Some don’t fold

soitgo5I didn’t know him when I lived in Guyana, but in my years in Toronto I became very close to Terry Ferreira from New Amsterdam who had migrated there. He became probably my closest friend in Canada, partly because of the powerful Guyana connection.  Although living away, he remained Guyanese to the core in all sorts of ways and to the extent (I’ve written about this before) that he rode a bicycle from the area around Kaieteur all the way to Atlanta in the US on the occasion of the Olympics that year held in that city, to draw attention to the mental help issues he was ardently trying to promote.  One of the things that bound our friendship was the high level of resolve he always displayed.

We were both young men looking to make our way outside and Terry came to everything he did with a level of application that I recognized and admired.  Setbacks didn’t faze him; he would treat them with a shrug, or even a joke, and keep going.  To put it in a few words, Ferreira would stay the course; he didn’t fold.  A few years ago, living again in Guyana, I sent him a note on that point about the commitment he always showed.  I don’t recall what triggered it, but in the note I said the following:

“On the subject of ‘trying’ that I emailed you earlier…you and I were always back and forth about Lara.  You know why I loved Lara?  Yes, part of it was that glorious, sweeping stroke, starting from high and coming through like a pendulum, like ballet…no other batsman I ever saw could play with that kind of effortless beauty…but the other part, the more important part, is that the banna never folded.

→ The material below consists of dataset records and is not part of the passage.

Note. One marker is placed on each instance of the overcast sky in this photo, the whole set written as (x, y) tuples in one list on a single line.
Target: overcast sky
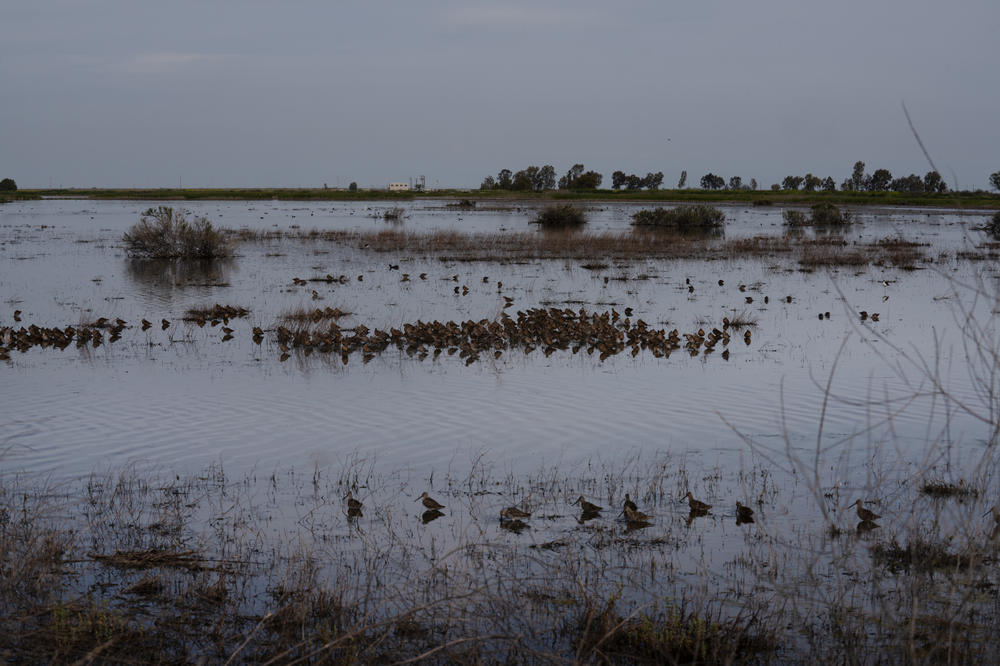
[(216, 94)]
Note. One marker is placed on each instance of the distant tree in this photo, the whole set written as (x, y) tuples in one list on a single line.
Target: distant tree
[(791, 182), (546, 178), (858, 179), (880, 180), (912, 184), (567, 181), (522, 180), (933, 182), (712, 182), (589, 180)]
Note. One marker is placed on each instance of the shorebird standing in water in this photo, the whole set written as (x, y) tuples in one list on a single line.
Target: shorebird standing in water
[(513, 513), (863, 513), (587, 506), (696, 506), (744, 514), (353, 504), (429, 502)]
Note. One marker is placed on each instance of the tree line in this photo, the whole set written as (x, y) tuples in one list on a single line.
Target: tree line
[(880, 180), (539, 179)]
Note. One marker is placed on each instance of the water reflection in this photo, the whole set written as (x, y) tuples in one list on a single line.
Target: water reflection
[(164, 275), (431, 515), (680, 234), (516, 526)]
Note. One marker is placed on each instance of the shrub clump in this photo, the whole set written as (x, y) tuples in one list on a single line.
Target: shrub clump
[(565, 216), (993, 226), (821, 214), (681, 218), (394, 213), (162, 233)]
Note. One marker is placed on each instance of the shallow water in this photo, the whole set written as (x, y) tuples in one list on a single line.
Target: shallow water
[(181, 401), (185, 398)]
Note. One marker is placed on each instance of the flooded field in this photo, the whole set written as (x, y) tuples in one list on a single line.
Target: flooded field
[(464, 353)]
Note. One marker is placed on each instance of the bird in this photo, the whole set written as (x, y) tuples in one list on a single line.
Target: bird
[(696, 506), (430, 503), (863, 513), (587, 506), (512, 513), (352, 503)]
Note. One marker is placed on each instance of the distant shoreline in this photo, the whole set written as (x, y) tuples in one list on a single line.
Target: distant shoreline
[(977, 200)]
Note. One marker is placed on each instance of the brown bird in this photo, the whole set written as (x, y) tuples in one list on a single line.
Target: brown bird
[(863, 513), (430, 503), (512, 513), (695, 504), (587, 506), (352, 503)]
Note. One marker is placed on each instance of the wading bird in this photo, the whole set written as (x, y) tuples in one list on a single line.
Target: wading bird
[(429, 502), (863, 513), (696, 506), (587, 506)]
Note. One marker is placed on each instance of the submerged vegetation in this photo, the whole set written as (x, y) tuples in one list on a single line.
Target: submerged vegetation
[(681, 218), (565, 216), (821, 214), (162, 233)]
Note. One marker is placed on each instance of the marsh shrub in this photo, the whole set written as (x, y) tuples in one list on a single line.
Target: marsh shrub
[(823, 214), (681, 218), (564, 216), (827, 213), (795, 218), (993, 226), (162, 233), (394, 213)]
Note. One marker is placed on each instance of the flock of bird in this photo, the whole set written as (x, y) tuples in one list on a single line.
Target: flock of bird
[(512, 518), (547, 329)]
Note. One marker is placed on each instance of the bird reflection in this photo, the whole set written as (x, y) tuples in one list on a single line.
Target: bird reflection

He always came out there to put out.  It wasn’t the runs.  Yes, the runs mattered very much, but what mattered more was always not giving in.  Yeah, sometimes he would score duck but he would do it playing a shot, not backing down. Even when he made duck, he made it going for something.

Hear him talk about the 375, how on the third hundred he felt drained, he had gotten 300, take that and go, but his mind told him, ‘there’s more, keep going’. Sure, sometimes the situation or the bowlers would tie him down, but even then he didn’t throw away his wicket; he buckled down, held the fort until they tired, and then he turned on the heat again. How much he scored was secondary; what was crucial was he put up a fight.

That’s what I loved about the banna.  You can’t possibly mek dem runs against England, like in the Barbados match, but he did it.  Don’t fold.  Like in the 275 in Australia when almost everybody folded. That’s one of things I love about you.  I never seen you fold, ever, not once. That’s one of the things that grabbed me about my second wife, Angela. She didn’t fold.

Even when things falling apart, or somebody bus’in her tail about something, or I’m urging her not to work so hard, she didn’t fold. She keeps going.  She finds the grit somewhere. You got to love that.  I’m drawn to that like iron to magnet.  For me, it’s the key.  In all the people I’m drawn to – my sister Mell, my first daughter Luana, my niece Allison, my friend Vic Fernandes, in Barbados, my wife Annette now, my friend Henry Muttoo in Cayman – that’s where it is for me.  If you don’t have that, if you’re not committed, if you don’t stand up, if you’re not putting out, I’m not interested in your backside.”

I wrote that some years ago now, but I still feel the same way.  It still governs.  It’s still in play for me big time.  So it’s why I’m drawn to the local businessman Dennis Diaz who has become a good friend here.  I’ve seen him reacting to situations of stress, large or small, and the notion of bailing out is not on his horizon; he’ll find some bright spot in the situation, even some humour, and he keeps going.

Retired Major General Joe Singh is another one. Impediments in the way?  Take a couple breaths, circumvent, improvise, but stay with the task; the mission is worthwhile, don’t let the heat deter you.  Nigel Hughes, another stalwart.

Mind you, Nigel seems big enough to handle whatever comes, but sometimes, while I won’t name names, you see big men like Nigel give up and go home. Freddie Kissoon is another one.  I’m not a friend of his, I don’t think we’ve ever spoken, but in the things he writes time and again Freddie is taking a stand, sometimes a controversial one, coming hard at someone or some issue, and inevitably, given the course he’s on, the flak will come.  Freddie holds hard.  He will apologise sometimes for an overstatement, but he stands up for his opinions.

He doesn’t fold. Another example, from my previous life in Cayman, is the late Ormond Panton (I mention him often) who was a pillar in that regard; as a leading politician in Cayman, he refused bribes, and stood up immovable on critical issues.

On one occasion, he even ended up in fisticuffs in Government House with the then English Governor of the country who wanted Panton to drop his opposition to an issue.

As Caribbean people, that is often our failing – we end up settling for less. We’re seeing some of it in recent years in Guyana, and every time it appears it bothers me; as I said earlier, if you’re not trying, if you’re not standing up, I gone.  If you don’t give a damn, I truly don’t have time for you.